[PATCH 1/2] nvme-tcp: avoid race between nvme scan and reset

Sat Jun 28 03:24:05 PDT 2025

On 13/06/2025 7:56, Ming Lei wrote:
> On Wed, Jun 04, 2025 at 11:17:05AM +0000, Shinichiro Kawasaki wrote:
>> Cc+: Ming,
>>
>> Hi Sagi, thanks for the background explanation and the suggestion.
>>
>> On Jun 04, 2025 / 10:10, Sagi Grimberg wrote:
>> ...
>>>> This is a problem. We are flushing a work that is IO bound, which can
>>>> take a long time to complete.
>>>> Up until now, we have deliberately avoided introducing dependency
>>>> between reset forward progress
>>>> and scan work IO to completely finish.
>>>>
>>>> I would like to keep it this way.
>>>>
>>>> BTW, this is not TCP specific.
>> I see. The blktests test case nvme/063 is dedicated to tcp transport, so that's
>> why it was reported for the TCP transport.
>>
>>> blk_mq_unquiesce_queue is still very much safe to call as many times as we
>>> want.
>>> The only thing that comes in the way is this pesky WARN. How about we make
>>> it go away and have
>>> a debug print instead?
>>>
>>> My preference would be to allow nvme to unquiesce queues that were not
>>> previously quiesced (just
>>> like it historically was) instead of having to block a controller reset
>>> until the scan_work is completed (which
>>> is admin I/O dependent, and may get stuck until admin timeout, which can be
>>> changed by the user for 60
>>> minutes or something arbitrarily long btw).
>>>
>>> How about something like this patch instead:
>>> --
>>> diff --git a/block/blk-mq.c b/block/blk-mq.c
>>> index c2697db59109..74f3ad16e812 100644
>>> --- a/block/blk-mq.c
>>> +++ b/block/blk-mq.c
>>> @@ -327,8 +327,10 @@ void blk_mq_unquiesce_queue(struct request_queue *q)
>>>          bool run_queue = false;
>>>
>>>          spin_lock_irqsave(&q->queue_lock, flags);
>>> -       if (WARN_ON_ONCE(q->quiesce_depth <= 0)) {
>>> -               ;
>>> +       if (q->quiesce_depth <= 0) {
>>> +               printk(KERN_DEBUG
>>> +                       "dev %s: unquiescing a non-quiesced queue,
>>> expected?\n",
>>> +                       q->disk ? q->disk->disk_name : "?", );
>>>          } else if (!--q->quiesce_depth) {
>>>                  blk_queue_flag_clear(QUEUE_FLAG_QUIESCED, q);
>>>                  run_queue = true;
>>> --
>> The WARN was introduced with the commit e70feb8b3e68 ("blk-mq: support
>> concurrent queue quiesce/unquiesce") that Ming authored. Ming, may I
>> ask your comment on the suggestion by Sagi?
> I think it is bad to use one standard block layer API in this unbalanced way,
> that is why WARN_ON_ONCE() is added. We shouldn't encourage driver to use
> APIs in this way.
>
> Question is why nvme have to unquiesce one non-quiesced queue?

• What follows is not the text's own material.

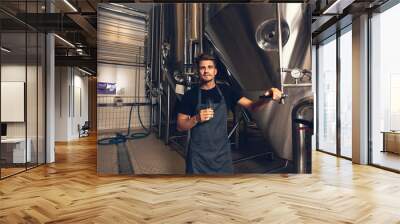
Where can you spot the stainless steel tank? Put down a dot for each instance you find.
(246, 40)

It started before quiesce/unquiesce became an API that had to be balanced.

In this case, we are using the tagset quiesce/unquiesce interface. Which 
iterates
over the request queues from the tagset. The problem is that due to 
namespace
scanning, we may add new namespaces (and their request queues) after we
quiesced the tagset. Then when we call tagset unquiesce, we have a new 
request
queue that wasn't quiesced (added after the quiesce).

I don't mind having a BLK_FEAT_ALLOW_UNBALANCED_QUIESCE for the nvme request
queues if you don't want to blindly remove the WARN_ON.